The charity organization of Marian Demeter and Stanislav Pavlov, called "United Help in Christ", was created last September. Today it has several branches in Belgium and Great Britain collecting used clothing and delivering it to selected places where the situation of Romani people is most critical.
We set an example for our children
"Our vision is to aid helpless, impoverished Romani children all over Europe," Demeter told news server Romea.cz. "We are Roma who have managed to integrate into society, we go to work and our children go to school. It occurred to us to set an example for our children and to start supporting our Romani brothers however we can."
Demeter lives with his family in Belgium and is a Belgian citizen. He got together with Pavlov, who lives in London.
The men first shared their idea with acquaintances and then, with their aid, began to disseminate calls and pleas for donations of used clothing. They began collecting donated bags of things and keeping them in their garages in Belgium and England.
The clothing drive was very successful and people also began sending money to a collection for a van the men could use to deliver the aid to the places intended. Donors from as far away as Australia, New Zealand and the United States helped out.
Aid to the settlements
"God has given us hearts to help with and the faith that there is still good in the world and that people can help each other. We accept help from anyone and we provide help to everyone who really needs it. We know we alone cannot save everyone, but we can be a kind of example to everyone else, a hope," says Demeter, "we know it's just a drop in the bucket and we hope everyone can spread our idea."
The project to aid Romani people in the most impoverished of Slovakia's settlements has succeeded, according to Demeter and Pavlov, and the Roma there have been grateful for the assistance. Both men, who are evangelical believers, say they were shocked to see for themselves how gruesome the living conditions in the settlements are.
Most such places have no electricity, running water, or proper shelter. Romani people live in communities isolated from the rest of the world and are also isolated from their own culture and traditions.
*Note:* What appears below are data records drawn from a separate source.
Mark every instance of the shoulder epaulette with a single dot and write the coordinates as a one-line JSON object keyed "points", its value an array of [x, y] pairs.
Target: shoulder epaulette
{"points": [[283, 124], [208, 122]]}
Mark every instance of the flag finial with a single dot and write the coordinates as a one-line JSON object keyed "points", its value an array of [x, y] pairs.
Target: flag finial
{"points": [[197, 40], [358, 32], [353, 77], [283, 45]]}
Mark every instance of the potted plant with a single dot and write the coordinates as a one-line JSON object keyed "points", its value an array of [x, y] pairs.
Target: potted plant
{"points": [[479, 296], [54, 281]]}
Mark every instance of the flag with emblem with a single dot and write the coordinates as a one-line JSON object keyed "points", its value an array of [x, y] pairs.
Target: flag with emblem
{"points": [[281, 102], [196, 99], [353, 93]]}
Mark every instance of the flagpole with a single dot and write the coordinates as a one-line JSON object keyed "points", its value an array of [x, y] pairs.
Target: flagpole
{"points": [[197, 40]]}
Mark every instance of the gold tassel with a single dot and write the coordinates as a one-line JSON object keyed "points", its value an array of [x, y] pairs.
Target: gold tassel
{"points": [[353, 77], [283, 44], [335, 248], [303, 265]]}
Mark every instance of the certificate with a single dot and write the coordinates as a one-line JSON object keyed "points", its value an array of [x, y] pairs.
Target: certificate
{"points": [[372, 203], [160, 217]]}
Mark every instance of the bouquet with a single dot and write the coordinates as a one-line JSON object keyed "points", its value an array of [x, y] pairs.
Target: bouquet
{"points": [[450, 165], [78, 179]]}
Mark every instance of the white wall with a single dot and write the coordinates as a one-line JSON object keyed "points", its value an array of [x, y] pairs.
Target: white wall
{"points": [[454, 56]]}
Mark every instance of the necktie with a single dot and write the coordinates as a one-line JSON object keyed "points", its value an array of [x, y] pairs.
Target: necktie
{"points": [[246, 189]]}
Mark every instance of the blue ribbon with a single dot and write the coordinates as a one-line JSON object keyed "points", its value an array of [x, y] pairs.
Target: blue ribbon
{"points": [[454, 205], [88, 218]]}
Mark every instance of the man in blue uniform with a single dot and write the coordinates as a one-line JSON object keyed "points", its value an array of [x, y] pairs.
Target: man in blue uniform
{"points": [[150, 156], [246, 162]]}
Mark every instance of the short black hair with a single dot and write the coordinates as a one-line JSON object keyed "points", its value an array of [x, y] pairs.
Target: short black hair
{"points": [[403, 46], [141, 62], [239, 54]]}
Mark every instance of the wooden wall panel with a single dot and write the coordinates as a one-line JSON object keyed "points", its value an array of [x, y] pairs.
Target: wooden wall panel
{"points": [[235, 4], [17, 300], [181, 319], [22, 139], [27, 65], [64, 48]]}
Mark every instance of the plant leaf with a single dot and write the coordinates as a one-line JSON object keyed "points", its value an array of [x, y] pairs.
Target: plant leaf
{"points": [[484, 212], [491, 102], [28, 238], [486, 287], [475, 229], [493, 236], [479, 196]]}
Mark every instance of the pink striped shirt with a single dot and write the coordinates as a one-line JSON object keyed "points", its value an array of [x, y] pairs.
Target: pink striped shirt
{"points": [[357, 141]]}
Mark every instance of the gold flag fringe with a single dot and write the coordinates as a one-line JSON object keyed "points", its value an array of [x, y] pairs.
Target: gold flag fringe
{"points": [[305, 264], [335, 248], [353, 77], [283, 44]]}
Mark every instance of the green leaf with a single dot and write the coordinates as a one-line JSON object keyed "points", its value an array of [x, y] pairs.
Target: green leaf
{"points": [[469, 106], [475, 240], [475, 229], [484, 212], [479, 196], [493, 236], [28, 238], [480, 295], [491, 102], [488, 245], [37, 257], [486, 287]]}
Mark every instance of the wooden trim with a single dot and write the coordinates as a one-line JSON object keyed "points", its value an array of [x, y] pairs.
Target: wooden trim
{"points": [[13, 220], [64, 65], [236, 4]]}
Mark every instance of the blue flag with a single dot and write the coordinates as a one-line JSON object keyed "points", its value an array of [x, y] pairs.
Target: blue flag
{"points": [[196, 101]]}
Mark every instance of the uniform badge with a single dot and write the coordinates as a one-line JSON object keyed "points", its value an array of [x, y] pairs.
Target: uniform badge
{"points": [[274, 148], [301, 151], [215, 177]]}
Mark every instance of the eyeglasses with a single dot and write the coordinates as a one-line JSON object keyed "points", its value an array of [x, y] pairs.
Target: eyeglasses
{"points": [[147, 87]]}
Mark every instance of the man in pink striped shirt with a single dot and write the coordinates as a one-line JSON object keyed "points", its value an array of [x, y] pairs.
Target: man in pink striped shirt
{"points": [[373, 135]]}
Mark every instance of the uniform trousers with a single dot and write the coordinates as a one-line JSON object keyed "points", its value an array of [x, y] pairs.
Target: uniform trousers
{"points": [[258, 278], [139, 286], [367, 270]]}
"We don't want to speak ill of anyone, not the government and not the people, as to why they are living like that. We don't want to argue about where the problem begins and who is responsible for it. We are Christians and so we want to help, we want to help solve this problem. We would like to give Romani people in the most impoverished settlements the chance to overcome their isolation and join the normal life of society. We want to give them faith that it is possible for things to change," Demeter emphasized.